Kapitel 23

»Wow, chérie , schau mal, wie hübsch das hier ist.«

Anouk nahm Aurélie aus dem Kinderwagen und zeigte ihr den Fluss und die alten Stadthäuser mit den Balkonen, die zum Wasser ausgerichtet waren. Sie standen auf der Brücke von Grenade-sur-l’Adour. Das kleine Mädchen war fasziniert von dem Wasser, das über die sonnenbeschienenen Steine tanzte, und hielt die kleinen blauen Augen fest darauf gerichtet. Nach ein paar Minuten legte Anouk sie wieder in den Kinderwagen und ging in Richtung Ortszentrum. Sie erinnerte sich an Lucs Beschreibung des Dorfes und fand sich sogleich in der Szenerie wieder, die er beschrieben hatte. Da waren die alte Kirche, die Häuser mit den hölzernen Balken und die Arkadengänge, unter denen Tische und Stühle standen und im lauschigen Schatten zu einem Apéro einluden.

Es war nicht viel los, da saß nur der Postbote bei einem kleinen Glas Weißwein und daneben zwei andere alte Herren, die jeder ein Glas Bier vor sich stehen hatten.

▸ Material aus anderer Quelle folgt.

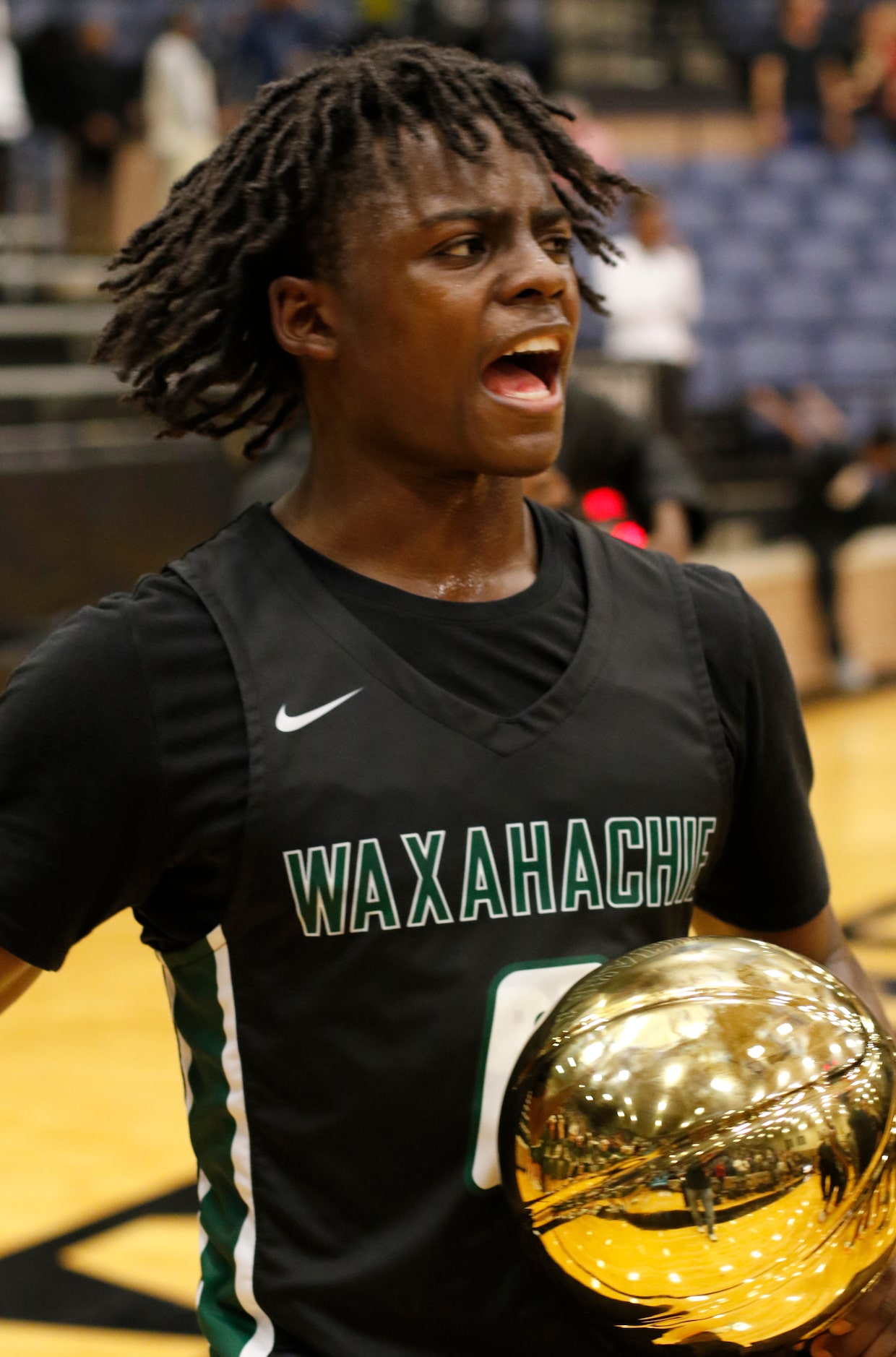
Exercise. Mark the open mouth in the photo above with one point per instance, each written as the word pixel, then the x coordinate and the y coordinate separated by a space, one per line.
pixel 525 375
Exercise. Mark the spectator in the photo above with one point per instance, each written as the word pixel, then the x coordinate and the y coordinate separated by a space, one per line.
pixel 655 296
pixel 840 493
pixel 100 91
pixel 519 35
pixel 458 23
pixel 801 91
pixel 613 468
pixel 281 38
pixel 179 100
pixel 876 66
pixel 15 121
pixel 593 134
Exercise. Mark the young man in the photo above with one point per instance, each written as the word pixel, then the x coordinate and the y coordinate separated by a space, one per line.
pixel 369 752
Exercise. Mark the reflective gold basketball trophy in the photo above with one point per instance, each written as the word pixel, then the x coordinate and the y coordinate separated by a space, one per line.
pixel 701 1140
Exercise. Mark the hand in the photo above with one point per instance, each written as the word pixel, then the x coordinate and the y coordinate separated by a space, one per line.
pixel 849 488
pixel 868 1329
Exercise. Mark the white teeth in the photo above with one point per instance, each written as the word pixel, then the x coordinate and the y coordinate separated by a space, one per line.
pixel 539 344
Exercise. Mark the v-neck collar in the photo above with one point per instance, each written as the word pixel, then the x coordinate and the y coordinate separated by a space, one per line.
pixel 501 734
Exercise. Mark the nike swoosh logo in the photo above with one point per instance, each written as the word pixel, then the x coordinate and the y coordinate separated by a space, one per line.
pixel 290 723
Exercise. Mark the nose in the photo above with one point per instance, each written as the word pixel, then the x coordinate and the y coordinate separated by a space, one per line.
pixel 533 275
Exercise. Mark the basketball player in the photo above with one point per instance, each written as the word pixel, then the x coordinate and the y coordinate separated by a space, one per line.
pixel 402 745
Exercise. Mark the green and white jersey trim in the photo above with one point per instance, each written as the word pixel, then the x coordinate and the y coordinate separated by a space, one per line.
pixel 202 992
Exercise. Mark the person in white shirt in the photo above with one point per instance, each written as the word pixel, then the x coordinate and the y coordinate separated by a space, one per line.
pixel 655 298
pixel 15 121
pixel 179 100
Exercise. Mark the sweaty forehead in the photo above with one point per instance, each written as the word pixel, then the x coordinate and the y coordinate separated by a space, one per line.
pixel 435 179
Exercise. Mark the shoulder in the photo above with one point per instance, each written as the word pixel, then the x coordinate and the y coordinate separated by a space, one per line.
pixel 741 650
pixel 98 663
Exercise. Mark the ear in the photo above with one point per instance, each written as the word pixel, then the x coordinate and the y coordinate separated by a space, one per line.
pixel 302 315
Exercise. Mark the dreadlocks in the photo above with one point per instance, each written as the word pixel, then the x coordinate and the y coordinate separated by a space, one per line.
pixel 191 332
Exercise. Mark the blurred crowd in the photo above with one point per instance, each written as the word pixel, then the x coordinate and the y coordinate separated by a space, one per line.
pixel 82 80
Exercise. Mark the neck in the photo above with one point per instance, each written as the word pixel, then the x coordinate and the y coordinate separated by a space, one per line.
pixel 458 536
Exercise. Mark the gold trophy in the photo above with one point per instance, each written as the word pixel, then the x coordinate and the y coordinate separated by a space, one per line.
pixel 701 1140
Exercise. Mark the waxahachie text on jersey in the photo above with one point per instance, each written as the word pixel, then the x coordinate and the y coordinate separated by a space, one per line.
pixel 645 862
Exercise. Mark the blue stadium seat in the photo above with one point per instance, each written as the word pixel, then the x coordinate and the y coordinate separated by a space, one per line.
pixel 713 380
pixel 868 167
pixel 800 304
pixel 739 259
pixel 769 216
pixel 767 358
pixel 862 414
pixel 872 300
pixel 797 167
pixel 716 177
pixel 731 310
pixel 660 176
pixel 857 357
pixel 848 213
pixel 822 257
pixel 698 219
pixel 879 256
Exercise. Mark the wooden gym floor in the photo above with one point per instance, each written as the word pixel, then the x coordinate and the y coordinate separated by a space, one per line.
pixel 97 1225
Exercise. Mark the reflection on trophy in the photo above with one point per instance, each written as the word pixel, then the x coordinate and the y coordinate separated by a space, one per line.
pixel 701 1139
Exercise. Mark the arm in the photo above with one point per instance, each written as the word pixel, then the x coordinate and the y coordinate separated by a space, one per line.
pixel 822 941
pixel 767 95
pixel 15 978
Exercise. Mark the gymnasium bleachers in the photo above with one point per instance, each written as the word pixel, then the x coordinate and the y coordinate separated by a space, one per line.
pixel 798 256
pixel 89 497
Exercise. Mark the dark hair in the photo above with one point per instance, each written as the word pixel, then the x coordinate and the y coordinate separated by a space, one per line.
pixel 191 330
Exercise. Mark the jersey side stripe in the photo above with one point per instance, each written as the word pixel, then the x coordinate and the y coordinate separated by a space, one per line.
pixel 205 1021
pixel 262 1340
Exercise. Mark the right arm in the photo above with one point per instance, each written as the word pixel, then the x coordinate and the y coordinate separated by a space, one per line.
pixel 767 97
pixel 15 978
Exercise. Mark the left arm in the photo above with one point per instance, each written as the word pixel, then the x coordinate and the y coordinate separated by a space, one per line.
pixel 820 939
pixel 772 871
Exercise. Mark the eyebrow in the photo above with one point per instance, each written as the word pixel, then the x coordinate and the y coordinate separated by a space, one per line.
pixel 540 217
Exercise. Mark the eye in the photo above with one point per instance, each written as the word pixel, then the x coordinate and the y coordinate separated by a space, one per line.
pixel 468 247
pixel 560 246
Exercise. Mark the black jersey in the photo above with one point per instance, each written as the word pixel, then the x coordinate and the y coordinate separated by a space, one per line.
pixel 420 882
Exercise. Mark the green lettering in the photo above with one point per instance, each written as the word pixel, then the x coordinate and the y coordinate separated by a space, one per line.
pixel 664 861
pixel 481 885
pixel 531 869
pixel 372 889
pixel 625 889
pixel 580 869
pixel 429 896
pixel 319 888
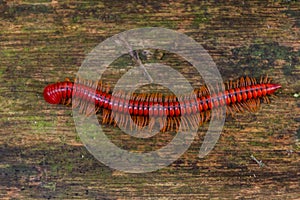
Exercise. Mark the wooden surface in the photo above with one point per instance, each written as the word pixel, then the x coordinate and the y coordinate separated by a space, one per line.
pixel 43 42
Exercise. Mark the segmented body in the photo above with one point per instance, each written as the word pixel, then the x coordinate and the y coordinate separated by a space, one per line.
pixel 245 93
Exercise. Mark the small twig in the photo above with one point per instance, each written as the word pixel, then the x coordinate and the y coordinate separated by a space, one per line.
pixel 136 58
pixel 259 162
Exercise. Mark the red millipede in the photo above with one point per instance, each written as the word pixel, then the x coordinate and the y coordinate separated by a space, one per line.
pixel 194 109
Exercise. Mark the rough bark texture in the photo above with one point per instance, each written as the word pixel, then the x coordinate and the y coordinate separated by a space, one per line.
pixel 41 155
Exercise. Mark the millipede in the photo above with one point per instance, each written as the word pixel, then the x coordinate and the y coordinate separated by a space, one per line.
pixel 170 111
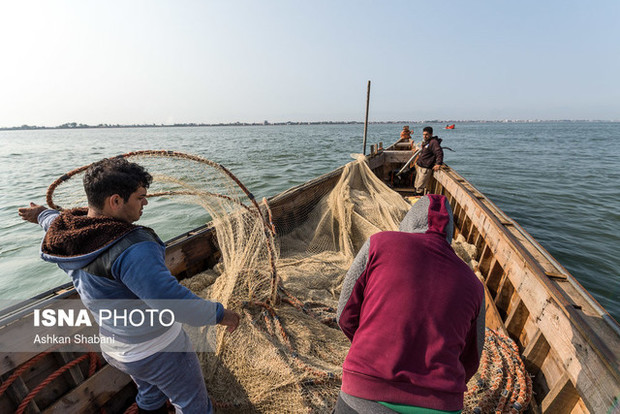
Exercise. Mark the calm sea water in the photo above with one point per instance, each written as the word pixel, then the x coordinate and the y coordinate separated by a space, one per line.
pixel 560 181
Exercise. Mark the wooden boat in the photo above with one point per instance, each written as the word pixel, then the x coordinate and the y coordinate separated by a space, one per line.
pixel 569 343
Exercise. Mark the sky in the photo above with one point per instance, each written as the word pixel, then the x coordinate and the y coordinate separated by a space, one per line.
pixel 183 61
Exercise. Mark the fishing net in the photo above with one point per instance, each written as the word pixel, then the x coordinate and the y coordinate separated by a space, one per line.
pixel 287 353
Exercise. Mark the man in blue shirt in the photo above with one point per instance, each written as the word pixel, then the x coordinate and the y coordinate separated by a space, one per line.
pixel 111 260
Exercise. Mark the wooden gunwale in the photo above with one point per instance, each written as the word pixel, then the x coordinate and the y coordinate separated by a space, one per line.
pixel 596 378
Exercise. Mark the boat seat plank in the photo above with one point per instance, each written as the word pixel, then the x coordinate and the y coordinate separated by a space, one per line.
pixel 562 398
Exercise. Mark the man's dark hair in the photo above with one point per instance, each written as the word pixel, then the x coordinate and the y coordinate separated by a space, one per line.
pixel 113 176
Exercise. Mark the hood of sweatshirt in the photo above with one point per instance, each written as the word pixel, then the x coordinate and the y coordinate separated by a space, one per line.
pixel 430 214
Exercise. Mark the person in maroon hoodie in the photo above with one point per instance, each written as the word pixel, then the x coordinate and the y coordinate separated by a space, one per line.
pixel 414 312
pixel 430 159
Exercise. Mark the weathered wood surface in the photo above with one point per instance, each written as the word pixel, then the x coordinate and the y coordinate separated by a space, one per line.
pixel 95 392
pixel 589 362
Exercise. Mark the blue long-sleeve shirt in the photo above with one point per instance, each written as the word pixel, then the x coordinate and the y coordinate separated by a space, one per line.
pixel 140 280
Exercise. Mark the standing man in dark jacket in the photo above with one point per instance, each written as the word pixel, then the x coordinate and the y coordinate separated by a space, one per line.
pixel 430 159
pixel 414 312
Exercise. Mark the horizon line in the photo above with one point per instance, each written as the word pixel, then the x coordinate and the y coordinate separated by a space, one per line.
pixel 75 125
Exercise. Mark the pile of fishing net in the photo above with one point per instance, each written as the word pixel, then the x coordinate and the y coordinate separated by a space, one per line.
pixel 287 353
pixel 287 356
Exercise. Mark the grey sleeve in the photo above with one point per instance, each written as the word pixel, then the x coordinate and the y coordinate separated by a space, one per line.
pixel 480 326
pixel 355 271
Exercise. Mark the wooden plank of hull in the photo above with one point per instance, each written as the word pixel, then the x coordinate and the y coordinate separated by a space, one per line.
pixel 96 391
pixel 586 360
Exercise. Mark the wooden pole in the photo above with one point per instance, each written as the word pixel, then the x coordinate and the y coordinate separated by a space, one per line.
pixel 366 121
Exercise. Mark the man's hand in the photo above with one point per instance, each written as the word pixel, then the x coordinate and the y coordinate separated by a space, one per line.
pixel 230 320
pixel 31 213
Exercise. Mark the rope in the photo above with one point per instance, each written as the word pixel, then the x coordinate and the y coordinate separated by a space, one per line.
pixel 504 385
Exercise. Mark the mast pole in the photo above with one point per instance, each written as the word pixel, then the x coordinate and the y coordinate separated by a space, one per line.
pixel 366 121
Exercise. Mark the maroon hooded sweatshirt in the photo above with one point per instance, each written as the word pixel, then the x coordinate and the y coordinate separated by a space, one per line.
pixel 410 312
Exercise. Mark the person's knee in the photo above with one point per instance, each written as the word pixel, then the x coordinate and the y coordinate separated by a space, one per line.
pixel 161 410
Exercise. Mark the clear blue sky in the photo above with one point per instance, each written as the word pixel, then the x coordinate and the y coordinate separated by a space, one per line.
pixel 225 61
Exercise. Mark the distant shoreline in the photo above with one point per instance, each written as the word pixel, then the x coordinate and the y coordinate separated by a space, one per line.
pixel 74 125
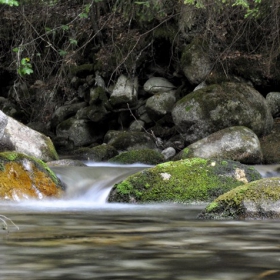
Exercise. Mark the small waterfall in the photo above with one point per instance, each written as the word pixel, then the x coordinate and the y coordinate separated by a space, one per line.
pixel 93 182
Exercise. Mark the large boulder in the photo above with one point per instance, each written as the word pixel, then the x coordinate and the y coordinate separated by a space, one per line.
pixel 125 92
pixel 14 136
pixel 80 132
pixel 129 140
pixel 189 180
pixel 158 85
pixel 195 61
pixel 215 107
pixel 236 143
pixel 65 112
pixel 23 177
pixel 145 156
pixel 273 100
pixel 255 200
pixel 270 145
pixel 98 153
pixel 160 104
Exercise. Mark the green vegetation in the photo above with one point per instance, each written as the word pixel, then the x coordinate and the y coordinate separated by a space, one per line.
pixel 126 37
pixel 9 2
pixel 231 205
pixel 189 180
pixel 146 156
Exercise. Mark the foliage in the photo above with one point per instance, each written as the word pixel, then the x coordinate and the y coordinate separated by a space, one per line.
pixel 9 2
pixel 129 37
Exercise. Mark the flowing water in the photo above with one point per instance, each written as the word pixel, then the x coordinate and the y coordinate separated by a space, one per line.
pixel 83 237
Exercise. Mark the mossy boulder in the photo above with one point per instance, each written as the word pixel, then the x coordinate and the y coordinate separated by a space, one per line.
pixel 146 156
pixel 189 180
pixel 256 200
pixel 24 177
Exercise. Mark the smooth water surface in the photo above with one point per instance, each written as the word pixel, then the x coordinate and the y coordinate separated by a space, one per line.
pixel 79 238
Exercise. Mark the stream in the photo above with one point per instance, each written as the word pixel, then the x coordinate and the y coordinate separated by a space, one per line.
pixel 83 237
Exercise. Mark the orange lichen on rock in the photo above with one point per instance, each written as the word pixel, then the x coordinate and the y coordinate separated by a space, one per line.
pixel 18 182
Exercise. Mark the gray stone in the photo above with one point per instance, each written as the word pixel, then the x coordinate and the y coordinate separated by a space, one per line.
pixel 65 112
pixel 236 143
pixel 125 92
pixel 160 104
pixel 14 136
pixel 169 152
pixel 158 85
pixel 79 131
pixel 215 107
pixel 195 62
pixel 273 101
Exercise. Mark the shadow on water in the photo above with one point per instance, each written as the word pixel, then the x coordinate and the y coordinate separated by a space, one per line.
pixel 81 237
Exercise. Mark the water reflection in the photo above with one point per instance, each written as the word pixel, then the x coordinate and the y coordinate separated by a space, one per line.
pixel 134 242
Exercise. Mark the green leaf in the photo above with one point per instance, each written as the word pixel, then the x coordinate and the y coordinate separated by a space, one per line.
pixel 62 52
pixel 73 41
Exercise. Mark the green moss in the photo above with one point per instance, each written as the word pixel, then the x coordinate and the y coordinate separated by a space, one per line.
pixel 11 156
pixel 212 206
pixel 187 180
pixel 230 205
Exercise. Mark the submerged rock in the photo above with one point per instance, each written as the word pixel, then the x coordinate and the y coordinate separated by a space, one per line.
pixel 23 177
pixel 256 200
pixel 189 180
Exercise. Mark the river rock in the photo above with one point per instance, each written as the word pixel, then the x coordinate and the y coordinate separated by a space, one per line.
pixel 95 113
pixel 23 177
pixel 99 153
pixel 145 156
pixel 14 136
pixel 195 61
pixel 189 180
pixel 80 132
pixel 168 153
pixel 236 143
pixel 270 145
pixel 160 104
pixel 137 125
pixel 256 200
pixel 65 162
pixel 65 112
pixel 130 140
pixel 125 92
pixel 158 85
pixel 215 107
pixel 273 101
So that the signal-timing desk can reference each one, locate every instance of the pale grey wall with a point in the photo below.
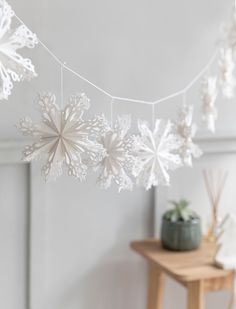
(141, 49)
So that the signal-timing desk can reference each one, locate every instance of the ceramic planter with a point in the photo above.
(181, 235)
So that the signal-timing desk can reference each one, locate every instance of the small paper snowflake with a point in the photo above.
(186, 131)
(227, 79)
(13, 67)
(118, 161)
(156, 154)
(209, 95)
(64, 137)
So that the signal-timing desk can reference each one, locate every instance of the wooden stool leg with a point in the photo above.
(196, 295)
(156, 288)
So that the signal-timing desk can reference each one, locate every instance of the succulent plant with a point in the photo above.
(180, 212)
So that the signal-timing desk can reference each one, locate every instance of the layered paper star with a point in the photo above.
(156, 153)
(13, 67)
(64, 137)
(209, 95)
(118, 161)
(186, 131)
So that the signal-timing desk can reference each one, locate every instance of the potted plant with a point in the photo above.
(181, 228)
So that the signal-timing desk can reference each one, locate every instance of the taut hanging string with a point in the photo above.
(168, 97)
(62, 86)
(112, 103)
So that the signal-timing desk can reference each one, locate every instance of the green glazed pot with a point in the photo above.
(180, 235)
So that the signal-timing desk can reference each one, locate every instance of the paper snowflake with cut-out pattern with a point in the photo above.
(228, 33)
(64, 137)
(156, 153)
(209, 95)
(118, 161)
(227, 79)
(186, 130)
(13, 67)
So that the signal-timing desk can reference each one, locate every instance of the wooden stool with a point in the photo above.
(194, 270)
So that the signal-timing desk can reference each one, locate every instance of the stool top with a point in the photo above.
(183, 266)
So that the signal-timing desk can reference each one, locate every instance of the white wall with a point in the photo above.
(141, 49)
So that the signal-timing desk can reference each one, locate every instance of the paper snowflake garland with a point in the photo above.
(186, 131)
(227, 79)
(209, 95)
(229, 34)
(13, 67)
(64, 137)
(118, 162)
(156, 153)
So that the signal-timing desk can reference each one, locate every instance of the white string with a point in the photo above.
(62, 86)
(184, 99)
(153, 116)
(173, 95)
(112, 103)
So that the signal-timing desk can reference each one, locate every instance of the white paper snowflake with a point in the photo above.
(228, 33)
(227, 79)
(13, 67)
(186, 131)
(64, 137)
(118, 161)
(209, 95)
(157, 154)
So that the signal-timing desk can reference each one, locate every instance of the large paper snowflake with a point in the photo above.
(156, 153)
(13, 67)
(227, 79)
(64, 137)
(186, 130)
(209, 95)
(228, 32)
(118, 161)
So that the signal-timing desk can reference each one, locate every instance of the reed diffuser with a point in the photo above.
(215, 183)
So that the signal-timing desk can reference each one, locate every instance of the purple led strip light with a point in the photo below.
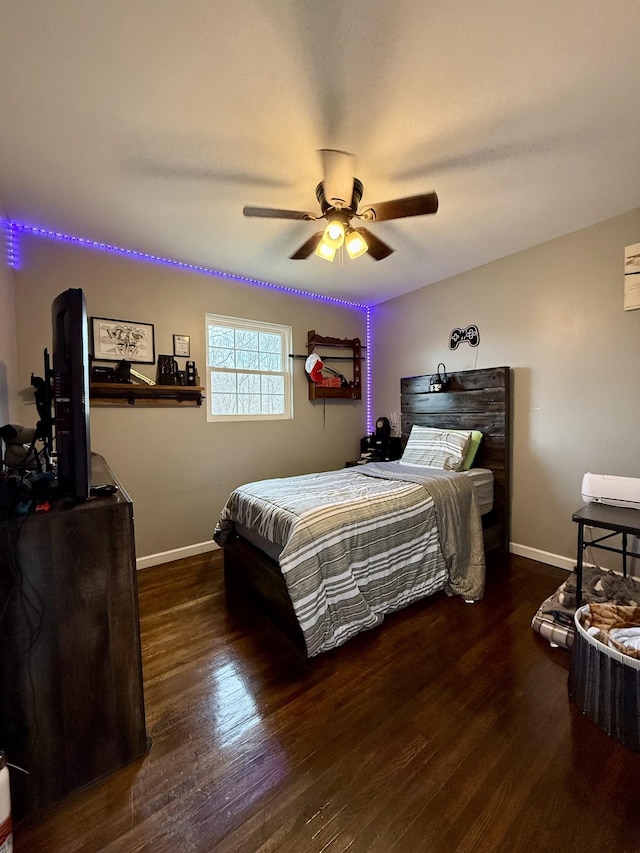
(12, 258)
(11, 244)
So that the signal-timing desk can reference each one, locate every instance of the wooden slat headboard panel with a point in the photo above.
(474, 399)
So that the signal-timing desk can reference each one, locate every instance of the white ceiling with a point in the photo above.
(149, 124)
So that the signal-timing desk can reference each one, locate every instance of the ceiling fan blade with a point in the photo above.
(275, 213)
(307, 248)
(338, 168)
(415, 205)
(377, 248)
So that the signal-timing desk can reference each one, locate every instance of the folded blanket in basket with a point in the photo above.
(615, 625)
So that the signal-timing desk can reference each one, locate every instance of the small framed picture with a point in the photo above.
(181, 345)
(115, 340)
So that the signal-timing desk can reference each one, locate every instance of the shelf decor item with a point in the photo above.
(114, 340)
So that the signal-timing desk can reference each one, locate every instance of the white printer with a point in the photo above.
(609, 489)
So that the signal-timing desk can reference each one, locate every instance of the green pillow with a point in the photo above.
(472, 449)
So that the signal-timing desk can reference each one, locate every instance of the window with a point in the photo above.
(248, 370)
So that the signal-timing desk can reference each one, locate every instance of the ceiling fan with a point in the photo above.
(339, 194)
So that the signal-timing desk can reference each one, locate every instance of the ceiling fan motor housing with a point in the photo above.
(355, 198)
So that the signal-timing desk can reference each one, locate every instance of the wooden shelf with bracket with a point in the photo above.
(353, 391)
(159, 396)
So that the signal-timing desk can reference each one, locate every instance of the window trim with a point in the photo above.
(286, 334)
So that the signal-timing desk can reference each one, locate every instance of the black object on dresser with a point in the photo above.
(71, 691)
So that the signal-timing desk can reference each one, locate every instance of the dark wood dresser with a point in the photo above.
(72, 701)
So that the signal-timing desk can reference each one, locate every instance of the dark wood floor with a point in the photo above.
(448, 728)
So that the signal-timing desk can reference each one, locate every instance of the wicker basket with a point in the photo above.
(605, 685)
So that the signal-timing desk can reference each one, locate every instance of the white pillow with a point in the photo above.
(436, 448)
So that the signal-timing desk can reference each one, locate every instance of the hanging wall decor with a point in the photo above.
(471, 335)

Auch Anouk verspürte großen Durst, also schob sie den Kinderwagen über die hohe Stufe und betrat die schummrige Bar. Hier sah es aus wie im Frankreich der Fünfziger, wenn Anouk es mit den alten Filmen verglich: Da hingen Werbeplakate in Retroschrift an den Wänden, der Tresen war aus furniertem Holz, natürlich in Dunkelbraun, mit der blank polierten Zinkplatte obendrauf. Die Zapfhähne trugen Bierwerbung, die Pernod-Gläser standen in Reih und Glied, und sogar die beiden Männer am Tresen hätten so auch schon vor siebzig Jahren hier stehen können. Nur der laufende Flachbildfernseher in der Ecke störte das Bild.

Die beiden Männer waren der Wirt und ein anderer Gast in einem gänzlich dreckverschmierten Blaumann. Sie unterhielten sich leise, doch als sie Anouk bemerkten, verstummten sie und blickten die junge Frau ungeniert an.

»Bonjour, Messieurs« , sagte sie freundlich. »Ganz schön warm für März. Kann ich ein Perrier haben?«

»Bien sûr , Mademoiselle«, sagte der Wirt, öffnete den Kühlschrank und entnahm ihm eine kleine grüne Flasche. Er gab Eiswürfel in ein Glas und schnitt eine Scheibe Zitrone.

»Soll ich es Ihnen rausbringen?«

»Ich find’s hier eigentlich ganz gemütlich. Und Sie? Feierabend?« Sie lächelte den Gast im Blaumann an.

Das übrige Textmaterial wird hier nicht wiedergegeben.